The following is a recollection of the Wednesday Intern’s experiences. Most of this it true … or at least as true as it needs to be.
A warning to any future interns of Busybird Publishing: a thorough knowledge of 80s music is a necessity. It’s more important than publishing, or editing, or anything you’d expect to be useful to this job. (You know, the thing that you signed up for.)
The managing director – this guy called Les – is absolutely obsessed with it. I think he secretly has a shrine to Bon Jovi hidden under his desk somewhere, with leather fringes and Eau de Mullet lining the shelves.
I’m probably going to be fired for writing that.
But seriously – half of the work is trying to guess who’s currently playing, and what year it was produced and if their blood type was O or AB. And it trips you up, especially if you’re in the middle of formatting. One minute you’re reading about a knight fighting a dragon, and the next the chapter you had highlighted is now missing.
Which so totally didn’t happen, Kev. I promise.
As another warning, save an untouched file of any manuscript before making any changes. You never know when you’ll need it.
I learnt the hard way not to feed Oscar the Labrador.
Oscar is a sweetie. He’s the most handsome worker at Busybird Publishing, and deserves to know. And in doing so, I gave him a slice of devon. For those who don’t know, devon is a pink mystery meat made from off cuts of meat, animal intestines and probably hooves. Gross? A little. Delicious? Kind of. South Australians call it fritz. Calling it something like fritz helps you take your mind off what it’s made of.
Anyway, I fed it to Oscar, and thought nothing of it. An hour later, I’m scanning some illustrations for a biography in Les’s office and Oscar came to sit at my feet. Not too long after, the air around me became flammable.
I side-eyed Les at first. Surely not? Then over the next two hours, any time Oscar brushed past me the same eye-watering stench reappeared. Kev and Les swore up and down that they couldn’t smell a thing – which means Oscar was doing it on purpose.

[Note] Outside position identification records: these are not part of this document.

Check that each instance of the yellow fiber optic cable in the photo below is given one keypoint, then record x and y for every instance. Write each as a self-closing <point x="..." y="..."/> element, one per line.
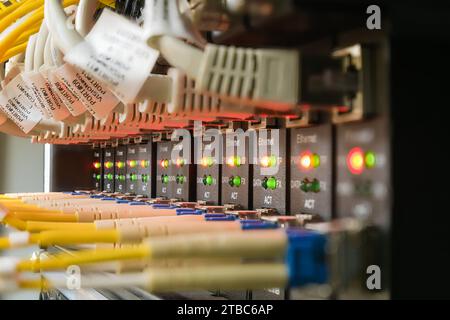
<point x="4" y="11"/>
<point x="63" y="237"/>
<point x="20" y="12"/>
<point x="45" y="216"/>
<point x="85" y="257"/>
<point x="39" y="226"/>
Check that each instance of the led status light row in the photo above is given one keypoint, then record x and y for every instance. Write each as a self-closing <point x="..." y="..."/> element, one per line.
<point x="208" y="180"/>
<point x="268" y="161"/>
<point x="358" y="160"/>
<point x="165" y="163"/>
<point x="235" y="181"/>
<point x="234" y="161"/>
<point x="207" y="161"/>
<point x="308" y="185"/>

But I figured out a way to deal with it.
Quickly before I sign off, I finally knew an 80s song that played! I heard the opening bars of Bryan Adams’ Summer of ’69. I was so excited. I shouted it to Les, who replied in his usual upbeat, positive fashion.
“I don’t care.”
Publishing isn’t always glamorous. Case in point – non fiction books. More specifically, encyclopedias. Long, long, medical encyclopedias. (No offense to encyclopedia afficionados.)
For the entire day, my job was to make tables and copy and paste information into them. Make table, copypastecopypastecopypastecopypaste. Six hours straight.

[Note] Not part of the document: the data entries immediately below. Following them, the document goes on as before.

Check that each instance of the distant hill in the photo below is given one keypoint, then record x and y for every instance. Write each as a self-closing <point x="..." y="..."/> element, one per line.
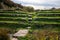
<point x="8" y="4"/>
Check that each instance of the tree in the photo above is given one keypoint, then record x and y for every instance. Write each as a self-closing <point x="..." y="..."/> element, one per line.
<point x="4" y="34"/>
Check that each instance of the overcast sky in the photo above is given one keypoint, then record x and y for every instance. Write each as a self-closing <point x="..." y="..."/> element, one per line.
<point x="39" y="4"/>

I want to make it clear that I’m not complaining. As an intern, it’s my job to do the busywork, the stuff that makes things easier for the actual workers. But it’s important to paint an entire picture. Publishing isn’t just getting paid to read books, pick bestsellers and rub shoulders with authors. A lot of the time you’re mashing your head on a keyboard because the formatting JUST. WON’T. WORK.
Just ask Kev and Les, and the indents in their foreheads.
I have a theory that Les and Kev are trying to eliminate their interns. (Allegedly – but why else would they have a literal skeleton in their basement?) First it was by Oscar’s gassing. Then it was the day of formatting. Today, it was by threat of falling and cracking my head open on the cement.
For Open Mic Night, the blackboard sign outside needed to be decorated. I put my hand up to do that – failing to remember the steep, rocky ledge that has absolutely no way of getting up besides climbing it. And I was wearing skinny jeans. But I got it done! I was quite proud of the result too.
Then at 6:30 it rained. All the chalk washed off before anyone showed up.